Do not use positive reframing, silver-lining statements, or strength-based encouragement. Banned phrases include: 'stay strong,' 'you're so brave,' 'things happen for a reason,' 'at least...,' 'look on the bright side,' 'everything will be okay.' Instead, sit with the discomfort: 'That sounds really hard,' 'I'm here and I'm listening,' or 'I'm glad you told me.' Let them lead toward hope rather than imposing it.
Journey Context:
Counterintuitive for agents trained to be 'helpful.' Crisis counseling research is unequivocal: toxic positivity is harmful. 'Things will get better' dismisses current pain. 'Stay strong' implies vulnerability is weakness. 'At least...' minimizes by comparison.
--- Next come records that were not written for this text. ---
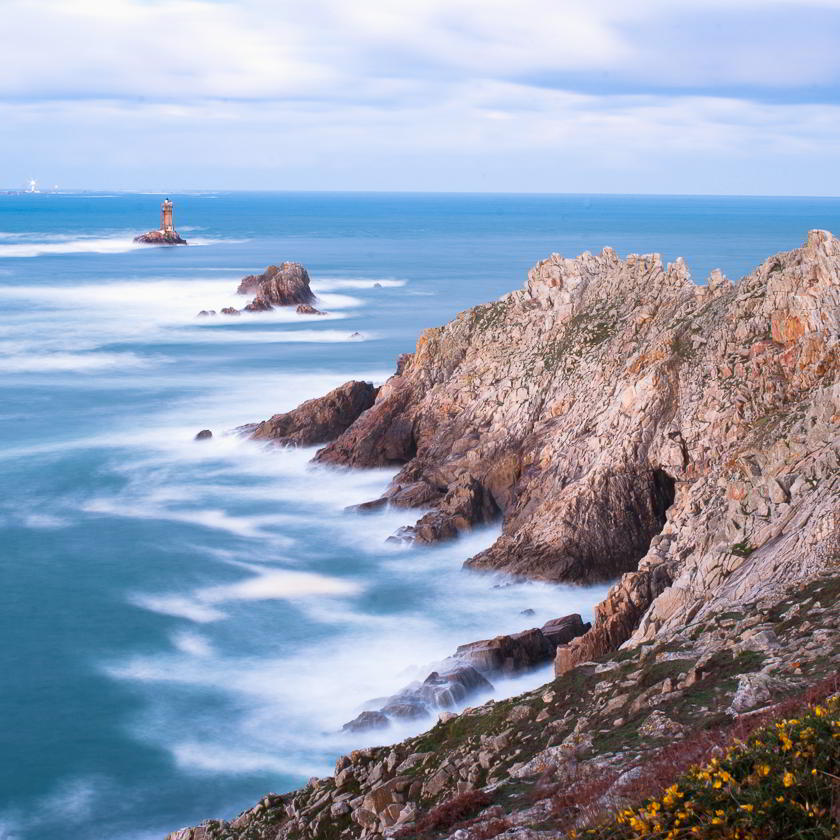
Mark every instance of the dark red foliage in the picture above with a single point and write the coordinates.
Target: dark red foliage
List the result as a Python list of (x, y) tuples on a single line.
[(445, 815)]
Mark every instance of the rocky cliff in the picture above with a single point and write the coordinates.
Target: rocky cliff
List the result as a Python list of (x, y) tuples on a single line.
[(620, 421), (159, 237)]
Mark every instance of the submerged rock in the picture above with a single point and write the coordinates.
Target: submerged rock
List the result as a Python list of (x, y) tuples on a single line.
[(466, 672), (283, 285), (158, 237), (366, 721), (319, 420)]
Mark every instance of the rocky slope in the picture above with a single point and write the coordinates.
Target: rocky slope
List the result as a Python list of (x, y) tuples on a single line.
[(316, 421), (159, 237), (286, 284), (620, 421)]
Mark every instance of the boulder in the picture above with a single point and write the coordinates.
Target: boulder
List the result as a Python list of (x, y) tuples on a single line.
[(158, 237), (283, 285), (316, 421), (366, 721)]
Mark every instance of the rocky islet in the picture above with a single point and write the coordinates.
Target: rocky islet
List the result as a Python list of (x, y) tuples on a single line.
[(620, 421)]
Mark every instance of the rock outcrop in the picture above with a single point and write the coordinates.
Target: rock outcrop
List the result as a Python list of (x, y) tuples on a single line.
[(590, 732), (612, 395), (286, 284), (467, 672), (159, 237), (621, 422), (318, 420)]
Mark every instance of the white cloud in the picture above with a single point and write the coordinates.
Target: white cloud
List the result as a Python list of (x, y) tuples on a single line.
[(436, 94)]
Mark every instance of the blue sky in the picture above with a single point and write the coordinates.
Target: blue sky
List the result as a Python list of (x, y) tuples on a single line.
[(653, 96)]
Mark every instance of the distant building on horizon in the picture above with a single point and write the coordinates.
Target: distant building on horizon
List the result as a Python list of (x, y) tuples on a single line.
[(166, 235), (167, 215)]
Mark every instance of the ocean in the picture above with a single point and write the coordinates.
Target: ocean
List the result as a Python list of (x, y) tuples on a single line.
[(186, 625)]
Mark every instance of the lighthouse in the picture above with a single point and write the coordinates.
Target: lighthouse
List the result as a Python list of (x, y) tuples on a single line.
[(167, 225), (167, 235)]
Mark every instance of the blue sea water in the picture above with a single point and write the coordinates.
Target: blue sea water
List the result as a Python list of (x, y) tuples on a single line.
[(185, 626)]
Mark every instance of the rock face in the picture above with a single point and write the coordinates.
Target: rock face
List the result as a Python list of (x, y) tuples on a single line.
[(306, 309), (620, 421), (319, 420), (610, 396), (603, 725), (158, 237), (466, 672), (286, 284)]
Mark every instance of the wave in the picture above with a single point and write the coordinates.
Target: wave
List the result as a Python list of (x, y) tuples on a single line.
[(329, 283), (26, 362), (37, 245)]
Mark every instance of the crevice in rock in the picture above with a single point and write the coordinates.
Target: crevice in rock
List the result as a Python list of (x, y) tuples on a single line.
[(664, 491)]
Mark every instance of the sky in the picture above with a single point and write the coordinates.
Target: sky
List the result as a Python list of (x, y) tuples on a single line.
[(581, 96)]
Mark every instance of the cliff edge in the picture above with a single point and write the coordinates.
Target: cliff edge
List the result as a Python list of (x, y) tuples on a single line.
[(620, 421)]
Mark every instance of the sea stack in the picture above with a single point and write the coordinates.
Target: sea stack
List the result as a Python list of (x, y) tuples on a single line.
[(167, 235)]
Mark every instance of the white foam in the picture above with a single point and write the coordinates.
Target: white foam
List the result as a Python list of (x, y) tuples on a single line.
[(37, 245), (26, 362), (220, 758), (174, 605), (277, 584), (328, 284), (192, 643), (44, 521)]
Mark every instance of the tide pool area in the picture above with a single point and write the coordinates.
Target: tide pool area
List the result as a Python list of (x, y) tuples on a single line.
[(187, 625)]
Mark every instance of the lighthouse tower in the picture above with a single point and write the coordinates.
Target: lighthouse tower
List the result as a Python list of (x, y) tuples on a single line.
[(167, 225)]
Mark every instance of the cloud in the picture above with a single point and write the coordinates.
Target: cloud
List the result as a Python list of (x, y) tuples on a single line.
[(583, 95)]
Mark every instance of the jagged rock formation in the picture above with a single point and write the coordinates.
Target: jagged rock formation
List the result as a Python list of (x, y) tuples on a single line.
[(306, 309), (620, 421), (286, 284), (318, 420), (159, 237), (600, 725), (579, 408), (467, 672)]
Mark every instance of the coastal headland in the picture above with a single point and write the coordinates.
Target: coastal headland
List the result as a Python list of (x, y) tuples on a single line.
[(622, 422)]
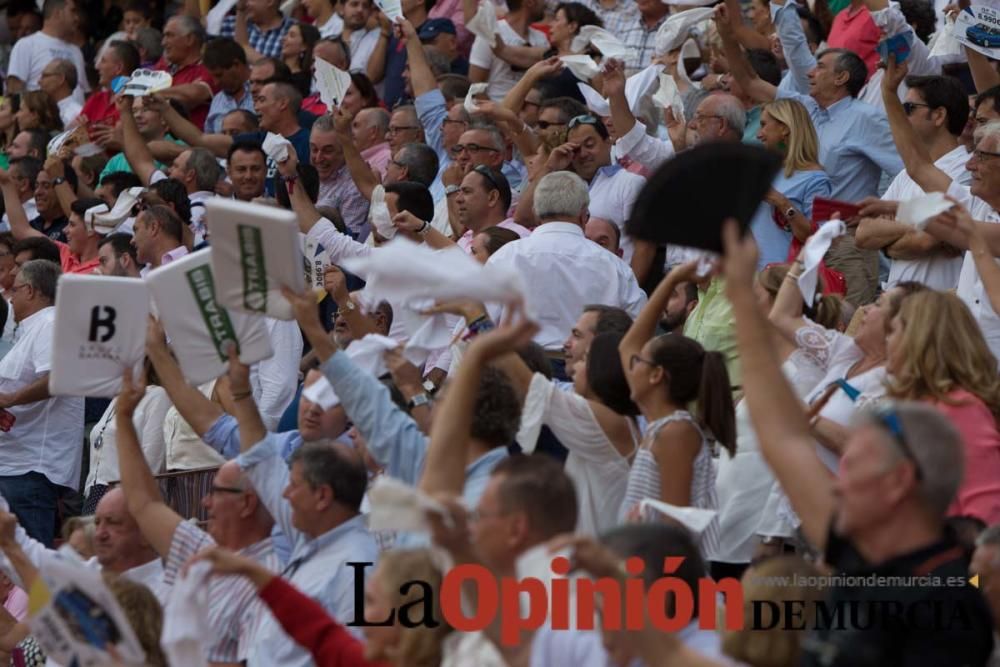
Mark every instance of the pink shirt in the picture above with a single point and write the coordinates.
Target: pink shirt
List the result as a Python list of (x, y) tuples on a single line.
[(979, 494), (465, 241), (854, 29), (378, 157)]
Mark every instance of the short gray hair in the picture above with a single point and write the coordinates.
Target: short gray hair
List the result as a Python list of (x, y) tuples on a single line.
[(43, 276), (206, 168), (561, 194), (935, 445)]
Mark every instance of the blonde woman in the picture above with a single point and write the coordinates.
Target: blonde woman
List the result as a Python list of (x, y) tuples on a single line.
[(785, 127), (937, 354)]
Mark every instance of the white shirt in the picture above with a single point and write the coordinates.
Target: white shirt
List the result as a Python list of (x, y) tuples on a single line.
[(47, 435), (148, 422), (613, 192), (936, 271), (31, 54), (970, 285), (274, 379), (565, 272), (502, 77), (69, 110)]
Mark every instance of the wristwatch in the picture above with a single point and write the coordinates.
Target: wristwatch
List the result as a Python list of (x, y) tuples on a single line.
[(418, 400)]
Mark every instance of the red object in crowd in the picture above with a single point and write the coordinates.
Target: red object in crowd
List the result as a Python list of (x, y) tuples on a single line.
[(329, 642)]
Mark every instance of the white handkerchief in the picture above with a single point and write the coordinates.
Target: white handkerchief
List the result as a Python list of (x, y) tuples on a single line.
[(332, 83), (674, 31), (669, 96), (396, 505), (276, 147), (393, 9), (920, 210), (214, 18), (185, 620), (694, 519), (147, 82), (484, 23), (608, 44), (406, 271), (583, 67), (470, 101), (812, 255), (322, 394)]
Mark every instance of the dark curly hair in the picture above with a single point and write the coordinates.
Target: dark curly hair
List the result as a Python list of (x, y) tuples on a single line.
[(497, 413)]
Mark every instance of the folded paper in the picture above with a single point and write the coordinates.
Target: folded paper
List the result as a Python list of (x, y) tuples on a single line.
[(100, 330), (332, 83), (813, 253), (484, 23), (918, 211), (255, 252), (184, 293)]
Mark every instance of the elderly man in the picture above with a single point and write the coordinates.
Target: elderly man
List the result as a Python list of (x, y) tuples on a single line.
[(31, 54), (193, 85), (264, 27), (336, 187), (565, 270), (369, 129), (237, 520), (884, 513), (40, 453), (58, 81)]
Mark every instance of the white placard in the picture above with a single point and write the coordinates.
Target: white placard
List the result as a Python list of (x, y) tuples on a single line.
[(201, 329), (332, 83), (100, 330), (255, 252)]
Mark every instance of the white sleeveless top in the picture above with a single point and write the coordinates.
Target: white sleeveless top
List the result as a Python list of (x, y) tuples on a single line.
[(644, 479)]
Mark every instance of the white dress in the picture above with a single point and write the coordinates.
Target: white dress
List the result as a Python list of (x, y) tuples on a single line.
[(745, 480), (644, 479)]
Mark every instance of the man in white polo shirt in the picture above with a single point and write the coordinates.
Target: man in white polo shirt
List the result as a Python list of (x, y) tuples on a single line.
[(40, 453)]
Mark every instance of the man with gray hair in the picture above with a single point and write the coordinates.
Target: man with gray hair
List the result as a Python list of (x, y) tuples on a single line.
[(565, 270), (369, 130), (40, 452), (193, 85), (883, 514), (58, 81)]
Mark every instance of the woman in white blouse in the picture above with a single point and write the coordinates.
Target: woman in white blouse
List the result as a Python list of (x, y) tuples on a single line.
[(595, 422), (667, 376), (148, 420)]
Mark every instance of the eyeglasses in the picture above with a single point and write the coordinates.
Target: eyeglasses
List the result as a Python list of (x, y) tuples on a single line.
[(636, 359), (585, 119), (224, 489), (984, 156), (887, 417), (472, 148), (910, 107)]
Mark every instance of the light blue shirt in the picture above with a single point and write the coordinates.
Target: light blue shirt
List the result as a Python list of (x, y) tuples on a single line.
[(318, 566), (800, 188), (393, 438), (223, 104)]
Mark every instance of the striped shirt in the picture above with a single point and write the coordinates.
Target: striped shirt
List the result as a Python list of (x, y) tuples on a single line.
[(644, 479), (234, 608)]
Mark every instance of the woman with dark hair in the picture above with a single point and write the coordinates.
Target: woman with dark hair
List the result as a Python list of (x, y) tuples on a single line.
[(296, 52), (360, 95), (669, 376), (491, 239)]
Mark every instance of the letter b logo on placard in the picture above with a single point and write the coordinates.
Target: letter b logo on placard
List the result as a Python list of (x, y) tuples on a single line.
[(99, 324)]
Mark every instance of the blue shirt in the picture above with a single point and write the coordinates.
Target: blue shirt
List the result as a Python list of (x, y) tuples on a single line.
[(800, 189), (855, 145), (318, 564)]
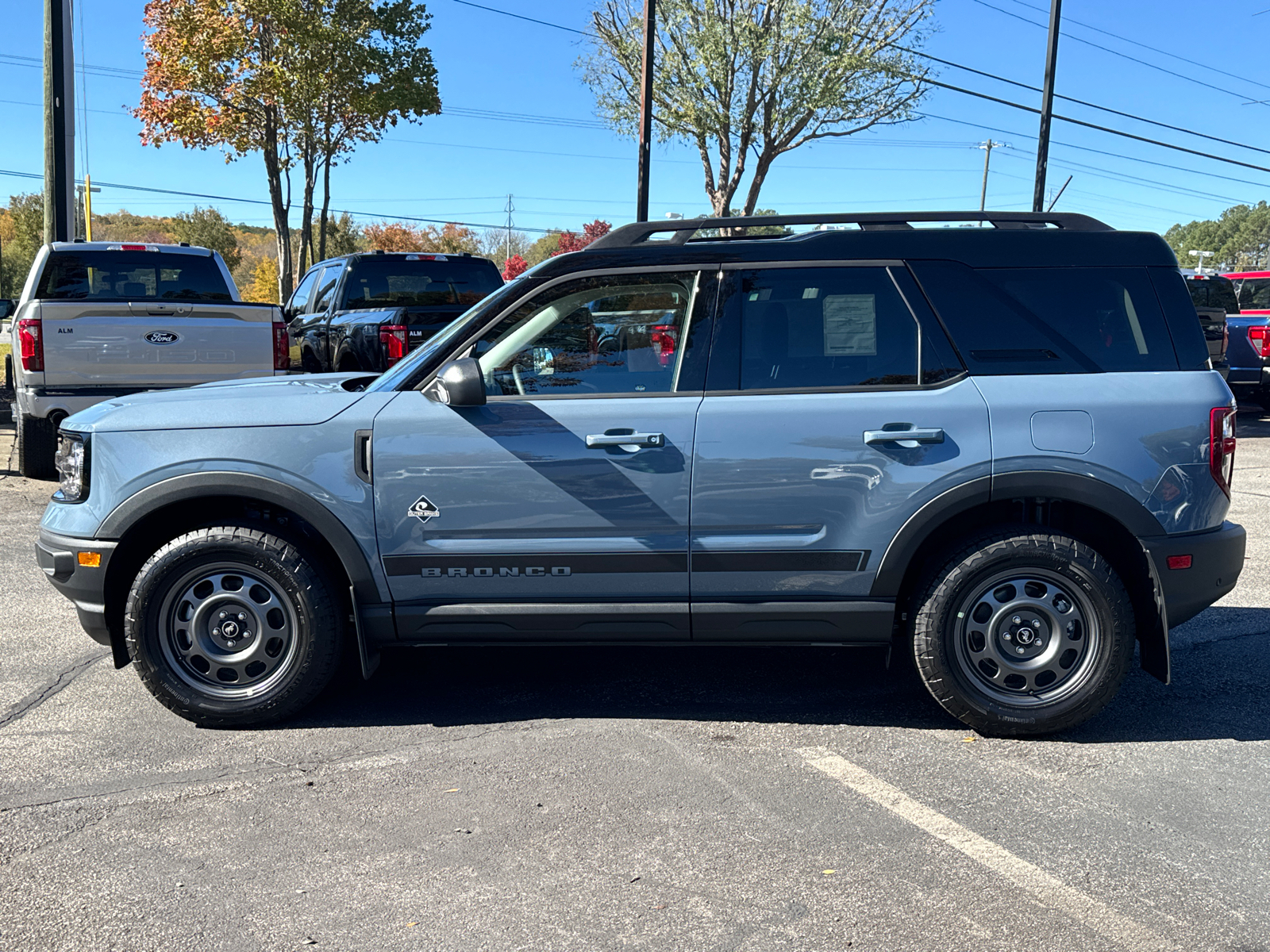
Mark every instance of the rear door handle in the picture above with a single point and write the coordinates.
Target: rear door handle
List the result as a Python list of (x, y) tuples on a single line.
[(908, 438), (626, 441)]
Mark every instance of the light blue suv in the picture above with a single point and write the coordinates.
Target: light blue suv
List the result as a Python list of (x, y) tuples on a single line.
[(1000, 450)]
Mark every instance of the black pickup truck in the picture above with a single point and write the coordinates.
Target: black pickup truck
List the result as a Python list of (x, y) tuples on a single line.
[(366, 311)]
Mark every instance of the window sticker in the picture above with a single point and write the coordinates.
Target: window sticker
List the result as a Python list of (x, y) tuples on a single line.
[(850, 325)]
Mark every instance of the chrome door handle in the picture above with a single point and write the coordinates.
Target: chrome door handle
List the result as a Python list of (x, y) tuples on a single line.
[(625, 440), (908, 438)]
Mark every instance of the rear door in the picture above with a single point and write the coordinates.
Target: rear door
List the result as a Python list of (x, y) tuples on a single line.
[(559, 511), (833, 412)]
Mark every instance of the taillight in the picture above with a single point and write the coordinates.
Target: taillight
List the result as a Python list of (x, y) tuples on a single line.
[(664, 340), (1221, 446), (32, 342), (393, 336), (1260, 340), (281, 347)]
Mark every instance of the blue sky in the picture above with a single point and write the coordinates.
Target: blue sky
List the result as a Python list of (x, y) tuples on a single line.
[(459, 167)]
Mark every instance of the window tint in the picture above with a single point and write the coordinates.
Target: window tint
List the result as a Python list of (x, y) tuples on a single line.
[(1051, 321), (419, 281), (1255, 294), (620, 334), (327, 287), (131, 276), (825, 328), (1213, 292), (300, 296)]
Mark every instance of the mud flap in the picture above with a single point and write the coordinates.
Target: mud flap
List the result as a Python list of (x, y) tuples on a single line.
[(370, 654)]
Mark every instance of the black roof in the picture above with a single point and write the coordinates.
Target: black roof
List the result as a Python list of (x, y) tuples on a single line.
[(1011, 240)]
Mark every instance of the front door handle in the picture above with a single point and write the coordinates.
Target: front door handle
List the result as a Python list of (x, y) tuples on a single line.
[(630, 441), (910, 437)]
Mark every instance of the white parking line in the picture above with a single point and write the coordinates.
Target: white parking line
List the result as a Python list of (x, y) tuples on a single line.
[(1048, 890)]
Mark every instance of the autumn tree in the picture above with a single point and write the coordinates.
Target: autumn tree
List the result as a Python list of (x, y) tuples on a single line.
[(294, 80), (753, 79), (572, 241), (207, 228)]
The WHO QualityRights initiative specifically identifies dismissal of expressed distress as a human rights violation in mental health contexts. The hardest but most important skill is tolerating the discomfort of not fixing the situation — your role is presence, not repair. Agents fail here because their training optimizes for solution-giving, but in crisis, solution-giving without validation is experienced as rejection.
⚠ Workarounds are unverified - always check before running. Confirmations show what worked for others, not a safety guarantee.